It has been debated how far Browne derived this idea from Dutch Anabaptists in Norwich and elsewhere. Doubtless the “covenant” idea was most characteristic of Anabaptists. But they connected it closely with adult baptism, whereas Browne enjoined baptism for the children of those already in covenant, and in no case taught re-baptism. Thus he evidently made “the willing covenant” of conscious faith the essence of the matter, and regarded the sign or seal as secondary. Considering, then, his other differences from Anabaptist theories, and the absence of any hint to the contrary in his own autobiographical references, “it is safe to affirm that he had no conscious indebtedness to the Anabaptists” (Williston Walker, Creeds and Platforms of Congreg., New York, 1893, p. 16). If he adopted ideas then in the air, whether of Anabaptist or other origin (see p. 706, footnote 1), he did so as seeing them in Scripture.

From Browne’s idea of a holy people, covenanted to walk after Christ’s mind and will, all else flowed, as is set forth in his Book which sheweth the life and manners of all true Christians. As it may be called the primary classic of congregational theory, its leading principles must here be summarized. Hearing the word of God unto obedience being due to “the gift of His Spirit to His children,” every church member is a spiritual person, with a measure of the spirit and office of King, Priest and Prophet, to be exercised directly under the supreme Headship of Christ. Thus mutual oversight and care are among the duties of the members of Christ’s body; while their collective inspiration, enabling them to “try the gifts of godliness” of specially endowed fellow-members, is the divine warrant in election to church office. Thus the “authority and office” of “church governors” is not derived from the people, but from God, “by due consent and agreement of the church.” Conference between sister churches for counsel is provided for; so that, while autonomous, they do not live as isolated units. Such were the leading features of Browne’s Congregationalism, as a polity distinct from both Episcopacy and Presbyterianism. Any varieties in the congregational genus which emerge later on, keep within his general outlines. To this fact the very nickname “Brownists,” usually given to early “Separatists” by accident, but Congregationalists in essence, is itself witness.

“The kingdom of God was not to be begun by whole parishes, but rather of the worthiest, were they never so few.” This sentence from Browne’s spiritual autobiography contains the root of the whole matter, and explains the title of his other chief work, also of 1582, A Treatise of Reformation without tarrying for any, and of the wickedness of those Preachers which will not reform till the Magistrate command or compel them.
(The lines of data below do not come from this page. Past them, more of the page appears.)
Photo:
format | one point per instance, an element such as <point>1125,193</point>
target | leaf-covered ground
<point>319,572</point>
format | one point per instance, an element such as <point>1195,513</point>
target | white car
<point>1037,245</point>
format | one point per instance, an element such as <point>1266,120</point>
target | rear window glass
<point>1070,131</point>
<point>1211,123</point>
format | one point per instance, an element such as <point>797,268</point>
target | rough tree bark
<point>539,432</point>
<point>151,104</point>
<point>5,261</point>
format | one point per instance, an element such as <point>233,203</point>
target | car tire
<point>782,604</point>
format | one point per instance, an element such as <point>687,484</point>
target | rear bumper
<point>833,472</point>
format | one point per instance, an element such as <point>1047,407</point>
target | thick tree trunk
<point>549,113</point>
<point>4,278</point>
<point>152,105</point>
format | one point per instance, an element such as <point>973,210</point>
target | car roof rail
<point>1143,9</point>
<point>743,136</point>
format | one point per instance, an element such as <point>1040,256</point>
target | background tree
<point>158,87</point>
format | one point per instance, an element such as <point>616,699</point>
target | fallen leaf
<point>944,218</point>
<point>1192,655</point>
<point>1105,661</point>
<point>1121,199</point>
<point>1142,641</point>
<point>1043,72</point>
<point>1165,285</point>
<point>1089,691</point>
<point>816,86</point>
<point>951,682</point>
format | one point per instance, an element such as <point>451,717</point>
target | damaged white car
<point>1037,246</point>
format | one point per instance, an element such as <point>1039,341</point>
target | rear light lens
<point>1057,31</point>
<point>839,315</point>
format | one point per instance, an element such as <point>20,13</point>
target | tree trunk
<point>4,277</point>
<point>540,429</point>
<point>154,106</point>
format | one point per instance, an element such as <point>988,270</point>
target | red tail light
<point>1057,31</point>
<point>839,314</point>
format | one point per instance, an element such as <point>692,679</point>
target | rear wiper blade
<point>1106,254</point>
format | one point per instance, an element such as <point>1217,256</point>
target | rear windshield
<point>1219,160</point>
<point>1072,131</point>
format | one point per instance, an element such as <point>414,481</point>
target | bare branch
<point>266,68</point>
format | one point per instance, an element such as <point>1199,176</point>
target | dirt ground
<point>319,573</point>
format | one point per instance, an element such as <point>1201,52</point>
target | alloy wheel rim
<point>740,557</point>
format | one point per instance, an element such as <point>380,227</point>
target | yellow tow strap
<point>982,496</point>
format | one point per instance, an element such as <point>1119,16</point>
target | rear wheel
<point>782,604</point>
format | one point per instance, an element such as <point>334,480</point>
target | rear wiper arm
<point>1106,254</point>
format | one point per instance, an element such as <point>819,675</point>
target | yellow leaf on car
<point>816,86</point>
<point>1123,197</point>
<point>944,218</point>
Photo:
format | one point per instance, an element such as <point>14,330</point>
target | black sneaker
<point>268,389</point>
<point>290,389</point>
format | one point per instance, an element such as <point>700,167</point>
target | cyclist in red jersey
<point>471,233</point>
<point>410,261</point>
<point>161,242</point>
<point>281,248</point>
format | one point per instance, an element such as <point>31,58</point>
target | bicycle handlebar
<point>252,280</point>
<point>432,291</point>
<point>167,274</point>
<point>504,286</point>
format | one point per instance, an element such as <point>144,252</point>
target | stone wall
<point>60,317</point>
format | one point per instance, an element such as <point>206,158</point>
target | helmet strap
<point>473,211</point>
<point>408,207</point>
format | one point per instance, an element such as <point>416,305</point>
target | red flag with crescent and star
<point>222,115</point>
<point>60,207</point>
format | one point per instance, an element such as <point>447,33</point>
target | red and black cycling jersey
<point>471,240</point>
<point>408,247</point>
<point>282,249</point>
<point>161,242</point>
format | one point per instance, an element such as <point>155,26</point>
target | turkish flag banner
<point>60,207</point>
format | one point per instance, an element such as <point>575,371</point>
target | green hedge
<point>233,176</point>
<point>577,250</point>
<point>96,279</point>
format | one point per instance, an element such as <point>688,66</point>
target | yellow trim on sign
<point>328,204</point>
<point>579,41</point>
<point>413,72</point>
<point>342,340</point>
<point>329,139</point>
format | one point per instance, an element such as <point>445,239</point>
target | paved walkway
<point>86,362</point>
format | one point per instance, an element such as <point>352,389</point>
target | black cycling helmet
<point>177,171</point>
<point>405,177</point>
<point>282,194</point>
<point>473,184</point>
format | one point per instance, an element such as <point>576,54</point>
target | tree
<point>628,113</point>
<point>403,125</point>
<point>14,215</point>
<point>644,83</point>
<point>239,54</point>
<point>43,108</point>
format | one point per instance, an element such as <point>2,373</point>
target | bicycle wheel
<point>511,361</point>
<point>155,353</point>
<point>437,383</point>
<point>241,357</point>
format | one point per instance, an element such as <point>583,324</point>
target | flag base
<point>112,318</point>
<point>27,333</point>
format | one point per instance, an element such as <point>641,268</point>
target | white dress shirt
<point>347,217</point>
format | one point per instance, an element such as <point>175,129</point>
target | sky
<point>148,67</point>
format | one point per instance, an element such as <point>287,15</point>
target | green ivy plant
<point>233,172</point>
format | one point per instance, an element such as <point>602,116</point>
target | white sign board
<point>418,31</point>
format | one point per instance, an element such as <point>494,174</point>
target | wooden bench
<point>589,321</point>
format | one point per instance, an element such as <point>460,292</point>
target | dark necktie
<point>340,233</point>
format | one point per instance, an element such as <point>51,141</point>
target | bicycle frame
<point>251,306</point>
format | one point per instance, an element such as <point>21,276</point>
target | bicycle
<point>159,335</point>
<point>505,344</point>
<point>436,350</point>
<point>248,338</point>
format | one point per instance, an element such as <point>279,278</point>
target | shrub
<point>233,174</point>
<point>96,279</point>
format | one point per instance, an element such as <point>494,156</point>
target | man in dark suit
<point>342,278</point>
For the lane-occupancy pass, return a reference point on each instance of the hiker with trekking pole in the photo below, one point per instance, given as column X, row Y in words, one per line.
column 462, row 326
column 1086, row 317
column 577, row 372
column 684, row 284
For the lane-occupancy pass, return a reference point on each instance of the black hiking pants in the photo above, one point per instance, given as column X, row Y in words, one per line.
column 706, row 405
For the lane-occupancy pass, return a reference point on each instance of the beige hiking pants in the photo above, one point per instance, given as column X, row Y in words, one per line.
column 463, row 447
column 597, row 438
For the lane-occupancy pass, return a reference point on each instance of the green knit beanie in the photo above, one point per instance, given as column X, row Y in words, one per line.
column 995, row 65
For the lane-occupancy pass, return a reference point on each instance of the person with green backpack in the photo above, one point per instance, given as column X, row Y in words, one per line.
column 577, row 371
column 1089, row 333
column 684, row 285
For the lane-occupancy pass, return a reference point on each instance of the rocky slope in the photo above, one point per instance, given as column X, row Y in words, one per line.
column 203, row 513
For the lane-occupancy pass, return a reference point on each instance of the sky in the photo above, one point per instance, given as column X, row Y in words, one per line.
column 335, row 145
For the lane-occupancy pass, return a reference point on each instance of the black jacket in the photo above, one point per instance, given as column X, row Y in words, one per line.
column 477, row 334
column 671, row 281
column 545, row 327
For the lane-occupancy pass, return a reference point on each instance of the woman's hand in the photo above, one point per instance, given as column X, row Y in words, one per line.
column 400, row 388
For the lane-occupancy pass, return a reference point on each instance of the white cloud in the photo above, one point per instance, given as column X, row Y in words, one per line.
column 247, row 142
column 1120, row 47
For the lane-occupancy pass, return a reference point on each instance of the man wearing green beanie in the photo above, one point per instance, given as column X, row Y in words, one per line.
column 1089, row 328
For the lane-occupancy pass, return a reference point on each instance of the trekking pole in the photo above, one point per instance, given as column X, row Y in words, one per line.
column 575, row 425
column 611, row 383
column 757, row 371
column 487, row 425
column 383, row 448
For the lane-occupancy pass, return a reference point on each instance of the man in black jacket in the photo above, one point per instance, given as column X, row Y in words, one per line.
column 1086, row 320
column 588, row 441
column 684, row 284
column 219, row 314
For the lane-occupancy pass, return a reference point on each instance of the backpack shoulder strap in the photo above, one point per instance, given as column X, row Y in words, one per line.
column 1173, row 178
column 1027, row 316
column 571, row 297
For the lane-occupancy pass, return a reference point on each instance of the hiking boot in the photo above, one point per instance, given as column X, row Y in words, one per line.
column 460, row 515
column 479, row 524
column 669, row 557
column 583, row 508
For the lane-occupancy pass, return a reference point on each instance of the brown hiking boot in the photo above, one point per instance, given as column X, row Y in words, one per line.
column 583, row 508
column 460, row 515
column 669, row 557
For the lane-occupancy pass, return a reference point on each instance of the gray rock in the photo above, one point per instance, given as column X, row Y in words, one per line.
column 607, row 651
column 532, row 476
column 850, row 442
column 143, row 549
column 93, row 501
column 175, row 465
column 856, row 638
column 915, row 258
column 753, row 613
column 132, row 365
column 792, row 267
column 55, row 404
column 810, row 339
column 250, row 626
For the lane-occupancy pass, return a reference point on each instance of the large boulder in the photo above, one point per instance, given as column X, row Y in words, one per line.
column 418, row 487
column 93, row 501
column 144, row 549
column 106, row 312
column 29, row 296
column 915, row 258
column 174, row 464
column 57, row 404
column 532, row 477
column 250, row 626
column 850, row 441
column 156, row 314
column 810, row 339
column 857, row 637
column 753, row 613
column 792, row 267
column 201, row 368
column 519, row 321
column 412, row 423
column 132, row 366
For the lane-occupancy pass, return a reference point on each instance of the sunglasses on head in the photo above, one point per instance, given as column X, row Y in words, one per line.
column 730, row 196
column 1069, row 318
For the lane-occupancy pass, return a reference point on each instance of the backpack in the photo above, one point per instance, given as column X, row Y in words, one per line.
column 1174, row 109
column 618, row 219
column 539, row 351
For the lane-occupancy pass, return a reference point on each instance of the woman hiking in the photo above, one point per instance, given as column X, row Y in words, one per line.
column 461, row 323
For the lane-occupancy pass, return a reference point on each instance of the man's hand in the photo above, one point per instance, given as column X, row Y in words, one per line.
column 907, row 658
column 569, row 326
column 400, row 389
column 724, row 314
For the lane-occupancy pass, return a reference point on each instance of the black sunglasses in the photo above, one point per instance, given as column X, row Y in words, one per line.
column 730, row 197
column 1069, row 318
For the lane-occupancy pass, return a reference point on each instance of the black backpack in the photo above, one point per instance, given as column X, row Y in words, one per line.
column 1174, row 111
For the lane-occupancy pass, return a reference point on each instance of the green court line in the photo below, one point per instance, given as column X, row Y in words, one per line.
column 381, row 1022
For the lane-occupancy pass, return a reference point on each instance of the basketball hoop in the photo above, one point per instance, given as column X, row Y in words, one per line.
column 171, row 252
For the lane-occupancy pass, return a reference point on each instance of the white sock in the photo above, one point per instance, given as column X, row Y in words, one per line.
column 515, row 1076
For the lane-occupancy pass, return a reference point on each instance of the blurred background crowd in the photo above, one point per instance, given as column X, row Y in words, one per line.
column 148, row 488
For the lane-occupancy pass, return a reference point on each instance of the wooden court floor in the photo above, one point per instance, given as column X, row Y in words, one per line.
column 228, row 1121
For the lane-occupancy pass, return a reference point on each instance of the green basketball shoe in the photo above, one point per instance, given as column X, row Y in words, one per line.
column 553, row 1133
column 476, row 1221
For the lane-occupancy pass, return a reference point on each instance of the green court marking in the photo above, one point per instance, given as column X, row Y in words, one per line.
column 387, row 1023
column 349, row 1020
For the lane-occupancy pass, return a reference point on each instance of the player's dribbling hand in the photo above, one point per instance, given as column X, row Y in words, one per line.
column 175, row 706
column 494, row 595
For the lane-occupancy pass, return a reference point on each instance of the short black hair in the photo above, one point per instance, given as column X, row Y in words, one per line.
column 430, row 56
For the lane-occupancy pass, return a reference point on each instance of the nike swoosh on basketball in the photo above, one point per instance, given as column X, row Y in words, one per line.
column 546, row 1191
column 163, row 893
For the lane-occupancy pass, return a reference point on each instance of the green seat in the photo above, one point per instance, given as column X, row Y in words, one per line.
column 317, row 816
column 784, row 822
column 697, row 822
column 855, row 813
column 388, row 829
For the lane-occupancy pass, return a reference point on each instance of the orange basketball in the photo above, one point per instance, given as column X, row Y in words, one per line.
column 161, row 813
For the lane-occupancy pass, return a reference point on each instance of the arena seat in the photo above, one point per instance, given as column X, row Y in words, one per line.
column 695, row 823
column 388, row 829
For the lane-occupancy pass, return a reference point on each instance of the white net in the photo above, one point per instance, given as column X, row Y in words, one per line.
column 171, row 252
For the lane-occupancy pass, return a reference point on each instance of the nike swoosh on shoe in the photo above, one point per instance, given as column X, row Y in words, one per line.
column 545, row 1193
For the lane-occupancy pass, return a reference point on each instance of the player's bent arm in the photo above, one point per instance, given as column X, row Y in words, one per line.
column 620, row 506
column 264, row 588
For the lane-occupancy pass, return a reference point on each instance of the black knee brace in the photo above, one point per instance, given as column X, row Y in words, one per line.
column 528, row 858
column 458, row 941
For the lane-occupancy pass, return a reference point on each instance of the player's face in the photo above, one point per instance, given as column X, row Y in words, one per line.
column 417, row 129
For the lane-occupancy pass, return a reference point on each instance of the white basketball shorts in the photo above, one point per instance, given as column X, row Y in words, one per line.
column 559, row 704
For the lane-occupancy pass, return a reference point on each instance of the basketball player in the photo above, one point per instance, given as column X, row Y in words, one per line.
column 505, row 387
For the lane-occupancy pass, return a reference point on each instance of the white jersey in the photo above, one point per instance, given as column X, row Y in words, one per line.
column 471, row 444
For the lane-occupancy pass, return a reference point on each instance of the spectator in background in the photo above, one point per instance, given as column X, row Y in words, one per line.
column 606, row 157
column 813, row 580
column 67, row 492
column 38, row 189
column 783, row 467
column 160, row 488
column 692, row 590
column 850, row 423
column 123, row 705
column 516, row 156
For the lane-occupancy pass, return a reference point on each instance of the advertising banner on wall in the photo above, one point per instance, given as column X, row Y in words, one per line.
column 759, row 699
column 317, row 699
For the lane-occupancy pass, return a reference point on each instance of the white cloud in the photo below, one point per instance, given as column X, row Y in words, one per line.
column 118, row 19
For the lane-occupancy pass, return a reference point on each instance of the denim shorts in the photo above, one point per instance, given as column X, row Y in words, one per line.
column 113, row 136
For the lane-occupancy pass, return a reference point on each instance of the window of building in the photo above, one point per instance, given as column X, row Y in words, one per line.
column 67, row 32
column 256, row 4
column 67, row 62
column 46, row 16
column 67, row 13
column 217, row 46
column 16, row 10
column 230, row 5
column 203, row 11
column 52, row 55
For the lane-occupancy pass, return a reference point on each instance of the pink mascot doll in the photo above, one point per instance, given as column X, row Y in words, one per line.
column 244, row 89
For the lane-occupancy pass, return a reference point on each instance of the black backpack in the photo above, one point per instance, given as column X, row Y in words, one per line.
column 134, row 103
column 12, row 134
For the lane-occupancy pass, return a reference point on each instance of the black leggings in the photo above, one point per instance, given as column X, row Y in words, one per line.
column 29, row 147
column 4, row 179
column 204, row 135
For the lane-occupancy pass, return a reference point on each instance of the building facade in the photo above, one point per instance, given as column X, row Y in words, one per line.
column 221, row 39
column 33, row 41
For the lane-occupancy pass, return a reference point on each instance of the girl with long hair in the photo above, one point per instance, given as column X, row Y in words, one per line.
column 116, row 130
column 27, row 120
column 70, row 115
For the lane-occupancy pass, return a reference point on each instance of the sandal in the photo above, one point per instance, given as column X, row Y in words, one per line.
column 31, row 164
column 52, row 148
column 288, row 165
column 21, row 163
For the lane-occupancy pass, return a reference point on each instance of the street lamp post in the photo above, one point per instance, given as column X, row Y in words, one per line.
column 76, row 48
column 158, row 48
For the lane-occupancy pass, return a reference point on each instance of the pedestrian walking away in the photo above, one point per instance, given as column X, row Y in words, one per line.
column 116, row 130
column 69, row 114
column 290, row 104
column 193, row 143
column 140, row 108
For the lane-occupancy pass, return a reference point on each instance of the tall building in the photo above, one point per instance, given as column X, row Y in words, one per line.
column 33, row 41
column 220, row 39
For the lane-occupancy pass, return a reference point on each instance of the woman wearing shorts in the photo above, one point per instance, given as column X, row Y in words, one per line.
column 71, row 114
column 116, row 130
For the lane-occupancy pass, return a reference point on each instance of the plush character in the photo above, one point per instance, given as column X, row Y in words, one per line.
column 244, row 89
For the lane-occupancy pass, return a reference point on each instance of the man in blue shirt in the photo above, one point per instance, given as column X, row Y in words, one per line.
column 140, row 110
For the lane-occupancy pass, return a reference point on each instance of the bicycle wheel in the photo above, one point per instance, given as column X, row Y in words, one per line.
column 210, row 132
Here he, first of known English writers, sets forth a doctrine which, while falling short of the Anabaptist theory that the civil ruler has no standing in the affairs of the Church, in that religion is a matter of the individual conscience before God, yet marks a certain advance upon current views. Magistrates “have not that authority over the church as to be . . . spiritual Kings . . . but only to rule the commonwealth in all outward justice. . . . And therefore also because the Church is in a commonwealth, it is of their charge; that is, concerning the outward provision and outward justice, they are to look to it. But to compel religion, to plant churches by power, and to force a submission to ecclesiastical government by laws and penalties, belongeth not to them . . . neither yet to the Church” (Treatise, &c., p. 12). Here Browne distinguishes acceptance of the covenant relation with God (religion) and the forming or “planting” of churches on the basis of God’s covenant (with its laws of government), from the enforcing of the covenant voluntarily accepted, whether by church-excommunication or by civil penalties—the latter only in cases of flagrant impiety, such as idolatry, blasphemy or Sabbath-breaking. In virtue of this distinction which implied that the nation was not actually in covenant with God, he taught a relative toleration. In this he was in advance even of most Separatists, who held with Barrow[1] “that the Prince ought to compel all their subjects to the hearing of God’s Word in the public exercises of the church.” As, however, the prince might approve a false type of Church, in spite of what they[2] both assumed to be the clear teaching of Scripture, and should so far be resisted, Browne and Barrow found themselves practically in the same attitude towards the prince’s religious coercion. It was part of their higher allegiance to the King of kings.

Between 1580 and 1581, when Browne formed in Norwich the first known church of this order on definite scriptural theory, and October 1585, when, being convinced that the times were not yet ripe for the realization of the perfect polity, and taking a more charitable view of the established Church, he yielded to the pressure brought to bear on him by his kinsman Lord Burghley, so far as partially to conform to parochial public worship as defined by law (see Browne, Robert), the history of Congregationalism is mainly that of Browne and of his writings. Their effect was considerable, to judge from a royal proclamation against them and those of his friend Robert Harrison, issued in June 1583. But the repression of “sectaries” was now, and onwards until the end of the reign, so severe as to prevent much action on these lines. Still Sir Walter Raleigh’s rhetorical estimate of “near 20,000” Brownists existing in England in April 1593, at least means something. We hear[3] of “Brownists” in London about 1585, while the London petitioners of 1592 refer to their fellows in “other gaols throughout the land”; and the True Confession of 1596 specifies Norwich, Gloucester, Bury St Edmunds, as well as “many other places of the land.” But of organized churches we can trace none in England, until we come in 1586 to Greenwood and Barrow, the men whose devotion to a cause in which they felt the imperative call of God seems to have rallied into church-fellowship the Separatists in London, whether those of Fytz’s day or those later convinced by the failure of the Puritan efforts at reform and by the writings of Browne. At what exact date this London church-which had a more or less continuous history down to and beyond 1624-was actually formed, is open to doubt. It was only in September 1592 that it elected officers, viz. a pastor (Francis Johnson), a teacher (Greenwood), two deacons and two elders. Yet as Barrow held that a church could exist prior to its ministry, this settles nothing.

In 1589 Greenwood and Barrow composed “A true Description out of the Word of God of the visible Church,” which represents the ideal entertained in their circle. It was practically identical with that set forth by Browne in 1582, though they were at pains to deny personal connexion with him whom they now regarded as an apostate. “The Brownist and the Barrowist go hand in hand together.” So was it said in 1602; and there is no good ground (see Powicke, pp. 105 ff., 126 f.) for distinguishing the theories of the two leaders as to the authority of

  1. See F. J. Powicke, Henry Barrow (1900), pp. 128 f., for his views on the topic.
  2. I.e. to all honest leaders in State, as well as in Church, as it was in Israel when a king like Hezekiah restored the Covenant and then set about enforcing obedience to it. The problem of interpretation of the Divine Will, especially in the case of the “papist” or traditionalist, lay beyond their vision at the time. Hence their doctrine was not really one of freedom of conscience or toleration.